Why is your software aging?

August 15, 2013 by Nikita Salnikov-Tarnovski

I recently stumbled upon a term software aging. My first thoughts on the subject were not too positive, especially after reading the Wikipedia definition. Just Another Buzzword was the only thing resonating in my head. But after digging further into the concept I started thinking a bit differently. Even about our own product, which essentially is offering protection for the outcomes of software aging. So I thought some of the concepts are worth sharing with you.

But lets start by what Wikipedia had to say about the subject:

Software aging refers to progressive performance degradation or a sudden hang/crash of a software system due to exhaustion of operating system resources, fragmentation and accumulation of errors.

This definition is boring as hell. But I think you all remember the days when your freshly booted Windows was running just fine. But in just a few days it became so sluggish that the only solution was a reboot. And in a year or so you needed a clean install, because reboots did not help you any longer.

Rebooting and reinstalling Windows serves as a good example which I guess most of you can easily relate to. And maybe even agree with what David Lodge Parnas has said on the subject:

Programs, like people, get old. We can’t prevent aging, but we can understand its causes, take steps to limit its effects, temporarily reverse some of the damage it has caused, and prepare for the day when the software is no longer viable. We must lose our preoccupation with the first release and focus on the long term health of our products.

In this quote, mr. Parnas also implies that legacy applications are more fragile to aging, but regardless of the size of your code base, you are likely to suffer from different causes for software aging, such as:

  • Memory leaks (our current bread and butter)
  • Lock contention issues
  • Unreleased file handles
  • Memory/swap space bloat
  • Data corruption
  • Storage space fragmentation
  • Round off error accumulation

As the list is a bit too dry, I will try to enhance it by bringing examples from the Java world, demonstrating the relevance (or irrelevance) of the causes.

Memory leaks. This is our current bread and butter – each day I face tens of different situations where applications are suffering from the leaks. As a matter of fact, from our current data set of several thousand applications we see that roughly 50% of the applications do contain one. Following  sample illustrates the case.

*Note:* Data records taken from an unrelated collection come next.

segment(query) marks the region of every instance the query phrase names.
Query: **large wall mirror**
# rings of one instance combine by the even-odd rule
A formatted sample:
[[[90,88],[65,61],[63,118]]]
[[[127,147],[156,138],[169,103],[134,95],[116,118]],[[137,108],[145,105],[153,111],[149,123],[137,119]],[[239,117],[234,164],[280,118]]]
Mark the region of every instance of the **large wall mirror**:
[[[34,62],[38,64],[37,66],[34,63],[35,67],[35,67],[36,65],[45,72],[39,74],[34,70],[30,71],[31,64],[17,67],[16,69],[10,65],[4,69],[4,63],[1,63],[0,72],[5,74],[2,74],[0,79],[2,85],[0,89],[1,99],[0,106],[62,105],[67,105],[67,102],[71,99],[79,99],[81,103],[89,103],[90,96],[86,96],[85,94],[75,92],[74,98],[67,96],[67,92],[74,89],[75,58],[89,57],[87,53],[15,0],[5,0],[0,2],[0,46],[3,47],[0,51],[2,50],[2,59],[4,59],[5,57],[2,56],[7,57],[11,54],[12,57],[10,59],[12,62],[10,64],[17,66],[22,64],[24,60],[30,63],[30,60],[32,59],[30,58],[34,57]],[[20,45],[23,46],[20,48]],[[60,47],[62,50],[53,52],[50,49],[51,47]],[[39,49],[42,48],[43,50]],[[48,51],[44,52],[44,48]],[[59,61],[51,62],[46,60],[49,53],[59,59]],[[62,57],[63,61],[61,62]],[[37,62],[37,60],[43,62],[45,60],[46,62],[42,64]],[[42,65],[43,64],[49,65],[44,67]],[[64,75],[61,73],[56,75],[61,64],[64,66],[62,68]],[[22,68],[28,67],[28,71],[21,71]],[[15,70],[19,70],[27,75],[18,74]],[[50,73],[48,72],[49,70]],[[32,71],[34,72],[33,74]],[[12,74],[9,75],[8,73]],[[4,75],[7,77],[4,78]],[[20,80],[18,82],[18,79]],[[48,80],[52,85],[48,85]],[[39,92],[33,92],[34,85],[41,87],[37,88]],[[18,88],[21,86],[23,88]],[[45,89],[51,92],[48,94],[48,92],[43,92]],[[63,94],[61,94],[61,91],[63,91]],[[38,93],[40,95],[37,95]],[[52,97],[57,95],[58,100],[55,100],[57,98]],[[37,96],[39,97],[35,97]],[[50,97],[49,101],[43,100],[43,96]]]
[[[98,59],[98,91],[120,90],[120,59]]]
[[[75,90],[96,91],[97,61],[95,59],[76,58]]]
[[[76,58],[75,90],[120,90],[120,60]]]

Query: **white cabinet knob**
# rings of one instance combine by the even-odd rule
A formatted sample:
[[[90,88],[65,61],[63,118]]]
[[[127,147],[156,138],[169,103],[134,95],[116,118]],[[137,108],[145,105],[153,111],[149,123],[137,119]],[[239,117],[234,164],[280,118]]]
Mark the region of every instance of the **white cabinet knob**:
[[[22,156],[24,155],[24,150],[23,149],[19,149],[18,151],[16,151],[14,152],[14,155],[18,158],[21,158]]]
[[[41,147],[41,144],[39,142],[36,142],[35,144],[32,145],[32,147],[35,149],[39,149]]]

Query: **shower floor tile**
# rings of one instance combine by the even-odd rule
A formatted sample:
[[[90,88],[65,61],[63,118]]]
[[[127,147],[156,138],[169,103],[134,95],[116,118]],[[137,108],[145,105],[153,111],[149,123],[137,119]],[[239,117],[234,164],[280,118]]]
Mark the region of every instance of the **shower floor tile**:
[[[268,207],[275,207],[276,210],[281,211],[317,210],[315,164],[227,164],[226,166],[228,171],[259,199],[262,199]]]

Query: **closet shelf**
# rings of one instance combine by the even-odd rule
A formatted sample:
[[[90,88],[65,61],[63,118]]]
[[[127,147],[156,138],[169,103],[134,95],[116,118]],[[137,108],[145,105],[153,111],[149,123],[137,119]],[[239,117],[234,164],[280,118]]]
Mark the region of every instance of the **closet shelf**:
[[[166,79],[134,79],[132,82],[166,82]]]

The program reads one number at a time and calculates its square value. This implementation uses a primitive “cache” for storing the results of the calculation. But since these results are never read from the cache, the code block represents a memory leak. If we let this program run and interact with users long enough, the “cached” results consume a lot of memory. It serves as a good sample of the aging – this program could be used for days before the end users are affected.

public class Calc {
  Map cache = new HashMap();

  public int square(int i) {
     int result = i * i;
     cache.put(i, result);
     return result;
  }

  public static void main(String[] args) throws Exception {
     Calc calc = new Calc();
     while (true)
        System.out.println("Enter a number between 1 and 100");
        int i = readUserInput(); //not shown
        System.out.println("Answer " + calc.square(i));
     }
  }
}

Lock contention. You must all have been in the situation where the application behaves just fine for years and then after a small bump in load you start facing situations where the threads start waiting behind synchronized blocks and are either starved or completely locked out.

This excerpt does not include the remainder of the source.